If you look at the functions in datalevin.search-utils ns, they all wrap wrap a fn in datalevin.analyzer using datalevin.interpret/inter-fn.
But that’s what datalevin.search-utils/create-analyzer does?
which I am already calling
hence my complete confusion
Yes, create-analyzer creates a function like that, but it does not recur to the internal functions. When you supply it with a config that calls a function which is not an inter-fn, that inner function won't be serializable event though your analyzer function is an inter-fn.
So I'm guessing if you do {:search-engine {:analyzer (datalevin.search-utils/create-analyzer {:tokenizer (datalevin.interpret/inter-fn datalevin.analyzer/en-analyzer)})}} it will work.
Ah! I seemingly got it working with your example code, though the last part needed to be (datalevin.interpret/inter-fn [x] (datalevin.analyzer/en-analyzer x)) . Thank you, @mdiin!
Cool! Happy you got it working.
:search-engine should be :search-opts, I guess there are some inconsistencies in the docs and tests
Hi all, I've had to go back to the drawing board to solve my problem.
I'm wondering 2 things:
+ Is it ok to have millions of attributes?
+ How can I get the datom right before a min threshold of a range query? This is needed for valid-from queries.

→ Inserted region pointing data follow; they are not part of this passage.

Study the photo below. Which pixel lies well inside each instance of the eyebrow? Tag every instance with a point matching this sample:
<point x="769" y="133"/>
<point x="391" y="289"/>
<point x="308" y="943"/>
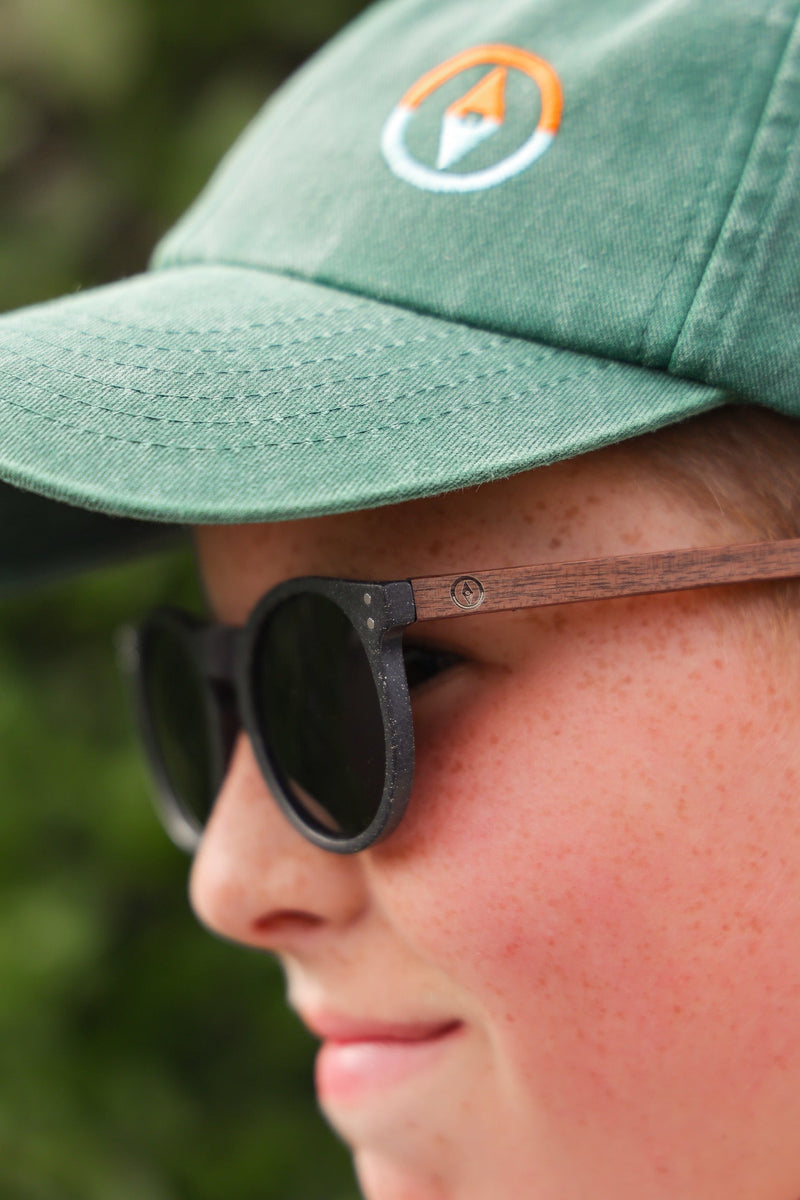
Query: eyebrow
<point x="503" y="589"/>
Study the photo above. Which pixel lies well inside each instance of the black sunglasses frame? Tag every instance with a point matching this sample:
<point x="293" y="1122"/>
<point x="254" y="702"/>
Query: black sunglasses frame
<point x="224" y="659"/>
<point x="379" y="613"/>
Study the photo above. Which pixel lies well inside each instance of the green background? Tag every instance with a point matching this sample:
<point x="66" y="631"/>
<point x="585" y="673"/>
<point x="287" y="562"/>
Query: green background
<point x="138" y="1056"/>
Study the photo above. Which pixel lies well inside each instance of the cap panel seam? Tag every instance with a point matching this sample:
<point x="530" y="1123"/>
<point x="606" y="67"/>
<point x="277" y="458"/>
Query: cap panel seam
<point x="737" y="105"/>
<point x="739" y="245"/>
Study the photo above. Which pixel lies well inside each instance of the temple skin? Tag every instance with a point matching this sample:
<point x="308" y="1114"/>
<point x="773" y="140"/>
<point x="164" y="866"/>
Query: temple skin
<point x="596" y="885"/>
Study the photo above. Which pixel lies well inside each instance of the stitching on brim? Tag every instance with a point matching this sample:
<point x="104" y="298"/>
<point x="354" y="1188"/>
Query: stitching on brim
<point x="169" y="330"/>
<point x="277" y="418"/>
<point x="397" y="343"/>
<point x="298" y="442"/>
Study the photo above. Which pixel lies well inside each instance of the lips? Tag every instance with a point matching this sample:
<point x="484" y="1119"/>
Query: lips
<point x="360" y="1057"/>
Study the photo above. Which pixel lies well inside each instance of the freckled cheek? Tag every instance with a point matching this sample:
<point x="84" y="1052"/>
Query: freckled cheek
<point x="597" y="873"/>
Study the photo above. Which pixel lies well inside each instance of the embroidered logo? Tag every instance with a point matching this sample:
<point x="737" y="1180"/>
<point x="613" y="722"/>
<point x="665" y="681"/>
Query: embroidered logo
<point x="474" y="119"/>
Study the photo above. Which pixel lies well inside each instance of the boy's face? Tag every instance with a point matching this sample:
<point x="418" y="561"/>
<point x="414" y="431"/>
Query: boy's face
<point x="575" y="969"/>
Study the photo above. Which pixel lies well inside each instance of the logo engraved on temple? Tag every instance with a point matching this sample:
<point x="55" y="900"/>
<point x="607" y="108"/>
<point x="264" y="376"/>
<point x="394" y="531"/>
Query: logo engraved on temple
<point x="467" y="592"/>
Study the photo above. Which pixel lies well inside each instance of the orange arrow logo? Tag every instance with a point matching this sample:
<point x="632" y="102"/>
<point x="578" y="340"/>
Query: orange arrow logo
<point x="487" y="99"/>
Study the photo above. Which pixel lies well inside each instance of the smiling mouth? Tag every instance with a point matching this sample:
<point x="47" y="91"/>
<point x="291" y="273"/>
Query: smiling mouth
<point x="355" y="1060"/>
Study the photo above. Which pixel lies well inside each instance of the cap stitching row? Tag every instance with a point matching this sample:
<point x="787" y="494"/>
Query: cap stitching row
<point x="407" y="369"/>
<point x="295" y="442"/>
<point x="396" y="343"/>
<point x="230" y="329"/>
<point x="252" y="423"/>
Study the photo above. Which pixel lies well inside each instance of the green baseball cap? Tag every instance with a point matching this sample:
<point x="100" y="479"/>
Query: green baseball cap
<point x="462" y="241"/>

e.g. given #{2 4 6} sorted set, scanning for 3 should give give a result that starts from 2 (since there's no 3).
I ask because attributes are represented as integers, and I want to my own dynamic attribute representation per market
Sure. You can try
"Right before" can be obtained if you scan backwards
what would be the right function to use for the scan?

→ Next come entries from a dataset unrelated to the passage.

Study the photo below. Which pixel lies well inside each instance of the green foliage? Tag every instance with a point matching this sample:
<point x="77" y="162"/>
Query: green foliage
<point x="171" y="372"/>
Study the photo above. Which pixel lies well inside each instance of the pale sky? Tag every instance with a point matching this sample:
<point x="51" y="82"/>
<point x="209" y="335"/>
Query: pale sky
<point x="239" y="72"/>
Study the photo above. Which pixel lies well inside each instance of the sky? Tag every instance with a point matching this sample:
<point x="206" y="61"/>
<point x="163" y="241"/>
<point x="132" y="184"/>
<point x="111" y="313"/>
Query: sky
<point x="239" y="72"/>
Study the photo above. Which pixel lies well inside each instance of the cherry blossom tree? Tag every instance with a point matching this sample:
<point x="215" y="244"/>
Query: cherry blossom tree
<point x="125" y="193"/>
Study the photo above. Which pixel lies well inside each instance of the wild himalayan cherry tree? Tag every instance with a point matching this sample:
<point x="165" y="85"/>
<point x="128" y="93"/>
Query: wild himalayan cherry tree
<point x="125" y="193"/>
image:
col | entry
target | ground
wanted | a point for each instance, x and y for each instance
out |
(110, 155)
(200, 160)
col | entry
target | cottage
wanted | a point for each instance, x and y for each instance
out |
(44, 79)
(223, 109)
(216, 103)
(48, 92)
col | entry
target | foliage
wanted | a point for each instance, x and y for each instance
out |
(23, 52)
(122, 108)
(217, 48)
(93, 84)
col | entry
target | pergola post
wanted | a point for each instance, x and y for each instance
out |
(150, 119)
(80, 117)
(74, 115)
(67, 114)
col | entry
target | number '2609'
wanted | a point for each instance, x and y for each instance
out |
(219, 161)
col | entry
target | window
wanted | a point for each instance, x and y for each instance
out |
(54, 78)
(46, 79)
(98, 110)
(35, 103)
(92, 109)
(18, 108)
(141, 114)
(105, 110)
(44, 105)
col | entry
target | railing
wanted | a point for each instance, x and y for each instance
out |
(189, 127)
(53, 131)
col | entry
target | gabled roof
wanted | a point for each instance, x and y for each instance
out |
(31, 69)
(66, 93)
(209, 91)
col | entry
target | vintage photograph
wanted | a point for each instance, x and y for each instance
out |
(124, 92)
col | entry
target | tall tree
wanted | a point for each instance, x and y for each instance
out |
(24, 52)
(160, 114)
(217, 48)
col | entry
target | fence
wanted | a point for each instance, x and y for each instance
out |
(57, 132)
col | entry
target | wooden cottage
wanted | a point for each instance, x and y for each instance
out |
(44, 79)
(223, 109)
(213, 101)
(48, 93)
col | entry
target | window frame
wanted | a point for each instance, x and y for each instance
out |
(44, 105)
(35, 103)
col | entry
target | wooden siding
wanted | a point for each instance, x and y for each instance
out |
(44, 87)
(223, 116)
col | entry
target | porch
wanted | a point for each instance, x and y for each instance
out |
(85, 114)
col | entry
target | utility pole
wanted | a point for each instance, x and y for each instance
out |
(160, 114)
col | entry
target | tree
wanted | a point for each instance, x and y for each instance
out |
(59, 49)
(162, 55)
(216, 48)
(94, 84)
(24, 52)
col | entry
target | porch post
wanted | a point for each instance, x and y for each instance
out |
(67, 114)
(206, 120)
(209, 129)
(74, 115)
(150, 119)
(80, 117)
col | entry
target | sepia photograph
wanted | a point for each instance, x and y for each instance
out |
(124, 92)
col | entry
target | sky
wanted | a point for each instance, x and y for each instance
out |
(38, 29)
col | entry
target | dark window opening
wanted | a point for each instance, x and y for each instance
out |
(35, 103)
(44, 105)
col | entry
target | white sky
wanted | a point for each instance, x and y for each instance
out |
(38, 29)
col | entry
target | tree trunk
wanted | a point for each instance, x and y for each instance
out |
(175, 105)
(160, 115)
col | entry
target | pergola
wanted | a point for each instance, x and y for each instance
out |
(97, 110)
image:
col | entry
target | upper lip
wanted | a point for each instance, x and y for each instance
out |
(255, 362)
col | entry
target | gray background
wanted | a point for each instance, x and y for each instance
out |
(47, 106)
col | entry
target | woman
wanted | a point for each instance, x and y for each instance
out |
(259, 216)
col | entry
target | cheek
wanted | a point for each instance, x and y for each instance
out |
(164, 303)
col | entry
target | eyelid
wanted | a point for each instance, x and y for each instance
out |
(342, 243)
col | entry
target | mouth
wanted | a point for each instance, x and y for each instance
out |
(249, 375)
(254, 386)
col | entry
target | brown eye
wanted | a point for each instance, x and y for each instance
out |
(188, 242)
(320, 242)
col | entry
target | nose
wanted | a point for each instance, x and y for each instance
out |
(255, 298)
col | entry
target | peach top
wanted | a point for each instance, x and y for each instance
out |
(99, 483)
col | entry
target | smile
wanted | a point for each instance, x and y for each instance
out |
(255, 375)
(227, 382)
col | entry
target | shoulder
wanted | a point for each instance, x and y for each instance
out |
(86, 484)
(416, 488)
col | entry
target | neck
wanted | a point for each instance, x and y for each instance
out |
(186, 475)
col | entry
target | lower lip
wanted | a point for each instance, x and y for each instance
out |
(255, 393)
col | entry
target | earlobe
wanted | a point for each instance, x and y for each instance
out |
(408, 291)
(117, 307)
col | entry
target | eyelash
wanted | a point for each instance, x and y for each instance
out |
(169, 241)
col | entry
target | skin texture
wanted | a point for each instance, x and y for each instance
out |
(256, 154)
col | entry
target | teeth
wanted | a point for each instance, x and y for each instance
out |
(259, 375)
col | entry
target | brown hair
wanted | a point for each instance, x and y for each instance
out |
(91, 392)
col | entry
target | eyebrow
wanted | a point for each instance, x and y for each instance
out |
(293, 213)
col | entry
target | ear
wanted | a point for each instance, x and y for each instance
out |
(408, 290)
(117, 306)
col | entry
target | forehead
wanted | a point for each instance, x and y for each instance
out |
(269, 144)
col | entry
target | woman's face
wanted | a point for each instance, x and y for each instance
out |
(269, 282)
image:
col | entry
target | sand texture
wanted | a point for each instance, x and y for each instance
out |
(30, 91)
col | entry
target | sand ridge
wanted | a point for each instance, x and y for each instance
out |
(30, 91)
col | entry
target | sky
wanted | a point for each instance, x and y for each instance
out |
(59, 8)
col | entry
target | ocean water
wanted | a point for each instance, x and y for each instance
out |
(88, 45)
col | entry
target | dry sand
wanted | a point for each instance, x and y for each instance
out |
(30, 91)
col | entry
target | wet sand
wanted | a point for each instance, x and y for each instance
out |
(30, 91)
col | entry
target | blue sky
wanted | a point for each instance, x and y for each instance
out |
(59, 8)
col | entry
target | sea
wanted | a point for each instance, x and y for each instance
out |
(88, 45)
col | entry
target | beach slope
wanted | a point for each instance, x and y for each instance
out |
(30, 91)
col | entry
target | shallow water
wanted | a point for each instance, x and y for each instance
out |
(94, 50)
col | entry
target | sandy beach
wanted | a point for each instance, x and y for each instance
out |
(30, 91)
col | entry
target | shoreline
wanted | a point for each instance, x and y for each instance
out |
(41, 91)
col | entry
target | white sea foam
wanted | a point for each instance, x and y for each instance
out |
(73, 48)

I see rseek-datoms, but no option to limit the scan to just 1 item. it's eager, so I can't just use first
it should be easy to add those functions, PR welcome
or add an arity to limit the number of datoms scanned
I'd work on a PR for it
❤️
(r)seek-datoms both use list-range, which is eager. I'm looking at 3 options:
1. Provide lazy versions of (r)seek-datoms with a limit option
2. #1 as well as adding an extra limit arity to existing eager versions for completeness sake
3. The extra arity of (r)seek-datoms should use get-range, but eagerly realize the result.
Thoughts?
what do you mean by lazy version?
the difference between get-range and list-range is that the later only works on list DBI and allow ranges for both key and values, where's as the former works only on key range.

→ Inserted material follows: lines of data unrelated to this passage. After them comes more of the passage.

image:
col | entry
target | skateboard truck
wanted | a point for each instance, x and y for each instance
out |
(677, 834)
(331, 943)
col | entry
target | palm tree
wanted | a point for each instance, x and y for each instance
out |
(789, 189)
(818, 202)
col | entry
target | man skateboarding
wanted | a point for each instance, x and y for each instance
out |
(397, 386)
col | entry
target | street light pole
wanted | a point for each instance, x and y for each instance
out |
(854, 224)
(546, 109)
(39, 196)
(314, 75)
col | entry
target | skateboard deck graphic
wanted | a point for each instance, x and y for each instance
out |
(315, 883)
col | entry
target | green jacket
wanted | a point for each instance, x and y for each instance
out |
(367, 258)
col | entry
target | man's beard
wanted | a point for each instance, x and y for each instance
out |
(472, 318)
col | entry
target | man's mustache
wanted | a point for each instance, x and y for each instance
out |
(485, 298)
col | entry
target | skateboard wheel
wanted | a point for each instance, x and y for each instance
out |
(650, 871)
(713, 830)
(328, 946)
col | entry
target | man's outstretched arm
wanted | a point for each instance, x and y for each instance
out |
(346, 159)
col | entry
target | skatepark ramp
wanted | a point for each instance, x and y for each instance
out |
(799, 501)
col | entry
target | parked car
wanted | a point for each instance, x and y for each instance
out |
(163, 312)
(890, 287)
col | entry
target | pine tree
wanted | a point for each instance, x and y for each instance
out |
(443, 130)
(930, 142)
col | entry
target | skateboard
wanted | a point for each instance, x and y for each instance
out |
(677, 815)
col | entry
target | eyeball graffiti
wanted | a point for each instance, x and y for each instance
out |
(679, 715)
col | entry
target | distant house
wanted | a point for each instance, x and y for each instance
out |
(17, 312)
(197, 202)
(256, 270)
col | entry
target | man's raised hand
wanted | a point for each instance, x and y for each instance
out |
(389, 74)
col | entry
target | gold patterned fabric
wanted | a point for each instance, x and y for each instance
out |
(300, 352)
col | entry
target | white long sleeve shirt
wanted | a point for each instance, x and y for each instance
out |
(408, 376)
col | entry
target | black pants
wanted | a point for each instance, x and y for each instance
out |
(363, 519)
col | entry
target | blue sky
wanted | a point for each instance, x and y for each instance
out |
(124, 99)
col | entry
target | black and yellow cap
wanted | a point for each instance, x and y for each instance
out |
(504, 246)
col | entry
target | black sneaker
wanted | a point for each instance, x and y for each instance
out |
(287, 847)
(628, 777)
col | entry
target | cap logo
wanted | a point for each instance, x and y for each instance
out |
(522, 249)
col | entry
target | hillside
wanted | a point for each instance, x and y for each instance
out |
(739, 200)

all indices of datalog are stored in list DBIs, so list-range is the only option
EAV: e is key, av is value; AVE: av is key, e is value
ohh, I had mixed things up 😅. the list-range doc says the range spec is the same as get-range ; I somehow took that to mean it uses get-range . And get-range doc says range-seq is the lazy version.
That makes things simpler. I can add limit arity list-range which (r)seek-datoms uses
Thanks for the patch. Merged.